By ix shells
In Itzel Yard’s Bend, the appearance of the artist’s dancing body is an illusion generated by the bending of scrolling horizontal white lines towards or away from the viewer. That is, the volume of her body is neither “behind” nor “in front” of the lines, but in them, in the same way, that the contours of a geological structure are represented by the lines on a topographical map. This unusual method of depicting a human figure makes it seem as if her body is less a solid presence than a kind of unstable artifact of geometry; one can imagine the lines all snapping taut and her body instantly disappearing.
Yard made this work by recording herself dancing and then processing the footage using Touch Designer, a node-based program that allows users to visually manipulate data in real-time. The resulting images were then recorded off a screen, as evidenced by how the image slightly angles up and away from the viewer. In other words, Bend is a digital self-portrait in which Yard—who has spoken openly about the importance of her online friendships—depicts herself as quite literally existing in lines of code on a screen. Like a stop-motion animation, the illusion of movement relies on the sequencing of still frames, which are compiled into a looping video. Unlike most animations, however, Bend’s lower frame rate ensures that her movements are not seamless. This causes a glitch effect, as if Yard’s already ghostly body is struggling to remain coherent within—or alternatively, is being brought to life by—technological circuits.

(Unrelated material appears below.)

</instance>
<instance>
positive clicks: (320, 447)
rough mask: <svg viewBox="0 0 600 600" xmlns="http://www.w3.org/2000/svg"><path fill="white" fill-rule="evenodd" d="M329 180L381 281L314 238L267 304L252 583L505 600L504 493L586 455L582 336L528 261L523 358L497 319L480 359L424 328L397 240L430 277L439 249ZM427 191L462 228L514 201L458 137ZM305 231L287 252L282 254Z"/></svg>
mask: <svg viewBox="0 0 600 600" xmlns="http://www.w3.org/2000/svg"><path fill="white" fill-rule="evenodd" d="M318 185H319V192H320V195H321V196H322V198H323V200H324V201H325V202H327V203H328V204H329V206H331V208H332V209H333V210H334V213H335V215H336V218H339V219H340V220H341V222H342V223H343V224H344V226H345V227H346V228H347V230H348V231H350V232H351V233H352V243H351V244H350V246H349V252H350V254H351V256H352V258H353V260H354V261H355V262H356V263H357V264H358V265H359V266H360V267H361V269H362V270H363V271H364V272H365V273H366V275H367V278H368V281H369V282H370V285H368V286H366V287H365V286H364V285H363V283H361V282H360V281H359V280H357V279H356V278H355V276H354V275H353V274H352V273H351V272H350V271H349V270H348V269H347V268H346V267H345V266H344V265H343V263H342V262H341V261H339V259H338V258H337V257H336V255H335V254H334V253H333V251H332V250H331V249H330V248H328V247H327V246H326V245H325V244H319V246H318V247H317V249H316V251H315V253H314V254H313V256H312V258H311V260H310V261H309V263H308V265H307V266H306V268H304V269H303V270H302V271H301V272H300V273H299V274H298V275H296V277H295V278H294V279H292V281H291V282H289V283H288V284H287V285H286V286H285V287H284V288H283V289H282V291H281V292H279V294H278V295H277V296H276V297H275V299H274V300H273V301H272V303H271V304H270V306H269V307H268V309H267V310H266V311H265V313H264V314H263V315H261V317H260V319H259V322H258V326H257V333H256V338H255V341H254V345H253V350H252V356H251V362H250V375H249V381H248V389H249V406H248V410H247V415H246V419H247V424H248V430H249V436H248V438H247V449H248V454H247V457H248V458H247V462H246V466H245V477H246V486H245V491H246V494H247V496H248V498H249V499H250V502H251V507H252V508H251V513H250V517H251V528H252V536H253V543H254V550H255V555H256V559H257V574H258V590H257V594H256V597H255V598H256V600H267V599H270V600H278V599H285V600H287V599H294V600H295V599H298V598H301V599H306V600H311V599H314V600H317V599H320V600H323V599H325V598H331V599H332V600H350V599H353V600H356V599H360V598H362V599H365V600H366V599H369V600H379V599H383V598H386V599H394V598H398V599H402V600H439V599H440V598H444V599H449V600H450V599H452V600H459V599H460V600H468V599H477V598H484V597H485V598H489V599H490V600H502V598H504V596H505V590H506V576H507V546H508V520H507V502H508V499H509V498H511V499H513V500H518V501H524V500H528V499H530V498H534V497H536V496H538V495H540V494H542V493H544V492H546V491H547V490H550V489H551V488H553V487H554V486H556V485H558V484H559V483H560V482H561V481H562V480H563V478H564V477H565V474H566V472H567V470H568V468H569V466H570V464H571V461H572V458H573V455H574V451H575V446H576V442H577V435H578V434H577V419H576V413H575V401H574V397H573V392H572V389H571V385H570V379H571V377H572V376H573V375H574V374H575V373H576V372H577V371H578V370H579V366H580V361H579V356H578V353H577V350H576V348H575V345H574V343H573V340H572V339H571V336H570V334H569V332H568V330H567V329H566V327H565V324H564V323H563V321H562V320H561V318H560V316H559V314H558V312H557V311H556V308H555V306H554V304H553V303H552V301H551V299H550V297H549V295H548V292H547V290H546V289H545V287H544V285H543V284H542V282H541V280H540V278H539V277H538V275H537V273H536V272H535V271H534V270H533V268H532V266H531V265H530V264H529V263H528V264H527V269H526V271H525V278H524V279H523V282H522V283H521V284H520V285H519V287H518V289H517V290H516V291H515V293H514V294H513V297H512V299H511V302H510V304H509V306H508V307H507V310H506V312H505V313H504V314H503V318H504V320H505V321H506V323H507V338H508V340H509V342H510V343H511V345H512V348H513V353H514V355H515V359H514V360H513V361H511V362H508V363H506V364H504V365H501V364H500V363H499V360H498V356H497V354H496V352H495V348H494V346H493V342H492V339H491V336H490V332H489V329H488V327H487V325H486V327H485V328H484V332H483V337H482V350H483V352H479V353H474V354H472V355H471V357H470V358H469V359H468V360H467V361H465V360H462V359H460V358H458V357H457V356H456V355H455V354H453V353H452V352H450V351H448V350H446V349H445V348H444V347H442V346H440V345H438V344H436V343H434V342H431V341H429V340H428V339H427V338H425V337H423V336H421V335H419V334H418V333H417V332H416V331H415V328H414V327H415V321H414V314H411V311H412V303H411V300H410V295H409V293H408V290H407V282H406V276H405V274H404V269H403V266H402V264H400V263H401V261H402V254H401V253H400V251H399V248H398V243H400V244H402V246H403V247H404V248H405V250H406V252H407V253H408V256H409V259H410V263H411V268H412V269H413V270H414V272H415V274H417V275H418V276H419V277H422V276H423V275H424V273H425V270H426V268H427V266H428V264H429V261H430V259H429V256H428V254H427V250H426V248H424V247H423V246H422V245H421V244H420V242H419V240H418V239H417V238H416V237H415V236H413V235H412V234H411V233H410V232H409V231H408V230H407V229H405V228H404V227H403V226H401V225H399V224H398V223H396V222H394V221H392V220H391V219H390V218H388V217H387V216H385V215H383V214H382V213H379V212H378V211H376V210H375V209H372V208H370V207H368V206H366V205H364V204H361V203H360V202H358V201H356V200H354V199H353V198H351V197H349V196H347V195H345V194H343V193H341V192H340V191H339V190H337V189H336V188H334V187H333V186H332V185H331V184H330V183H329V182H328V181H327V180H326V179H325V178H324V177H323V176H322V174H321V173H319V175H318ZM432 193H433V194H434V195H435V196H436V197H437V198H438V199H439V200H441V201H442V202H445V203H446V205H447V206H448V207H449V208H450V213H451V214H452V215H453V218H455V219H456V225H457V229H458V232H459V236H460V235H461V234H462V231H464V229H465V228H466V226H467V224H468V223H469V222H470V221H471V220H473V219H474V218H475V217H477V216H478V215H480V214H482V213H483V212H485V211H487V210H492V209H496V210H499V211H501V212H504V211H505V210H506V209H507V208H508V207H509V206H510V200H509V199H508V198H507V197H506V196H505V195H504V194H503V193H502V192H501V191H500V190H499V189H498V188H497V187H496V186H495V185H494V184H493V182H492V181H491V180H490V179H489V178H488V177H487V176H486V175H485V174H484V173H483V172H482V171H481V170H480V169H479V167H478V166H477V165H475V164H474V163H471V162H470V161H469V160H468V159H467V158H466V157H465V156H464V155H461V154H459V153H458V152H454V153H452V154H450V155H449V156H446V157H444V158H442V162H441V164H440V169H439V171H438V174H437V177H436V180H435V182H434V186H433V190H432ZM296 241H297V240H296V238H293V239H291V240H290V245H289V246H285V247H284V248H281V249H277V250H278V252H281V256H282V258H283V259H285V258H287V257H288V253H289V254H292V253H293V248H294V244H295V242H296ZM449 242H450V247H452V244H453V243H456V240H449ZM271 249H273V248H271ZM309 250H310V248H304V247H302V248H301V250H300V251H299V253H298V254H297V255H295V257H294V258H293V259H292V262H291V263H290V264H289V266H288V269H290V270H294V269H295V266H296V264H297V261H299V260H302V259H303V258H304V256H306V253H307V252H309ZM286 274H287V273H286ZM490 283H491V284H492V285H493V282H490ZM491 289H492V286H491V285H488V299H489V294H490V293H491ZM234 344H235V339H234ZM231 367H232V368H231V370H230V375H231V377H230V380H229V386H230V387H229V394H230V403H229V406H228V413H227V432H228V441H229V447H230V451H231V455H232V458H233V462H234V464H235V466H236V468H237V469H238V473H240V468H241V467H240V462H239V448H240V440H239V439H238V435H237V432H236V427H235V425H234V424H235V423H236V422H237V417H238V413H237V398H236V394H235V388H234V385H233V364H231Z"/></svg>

One of the first digital images of a real body similarly depicted a female figure. Although she was not shown dancing, the woman in Leon Harmon and Ken Knowlton’s Computer Nude (Studies in Perception I), 1967, was in fact the noted Minimalist dancer and choreographer Deborah Hay. Harmon and Knowlton were both engineers at Bell Labs, which was then pioneering techniques for digitizing photographs. They scanned a black-and-white print of Hay’s nude photo and algorithmically transformed it into a bitmapped image made of symbols approximating shades of grey. In addition to furthering Bell’s research into human pattern perception, their stated goals included developing “new computer languages which can easily manipulate graphic data” and exploring “new forms of computer-produced art.” Yard’s Bend—which replaces Hay’s reclined, passive pose with her own vertical, active dancing—continues this experimental embrace of new languages and forms, suggesting new paths forward for the burgeoning movement of generative art, as well as for figuration in a digital age.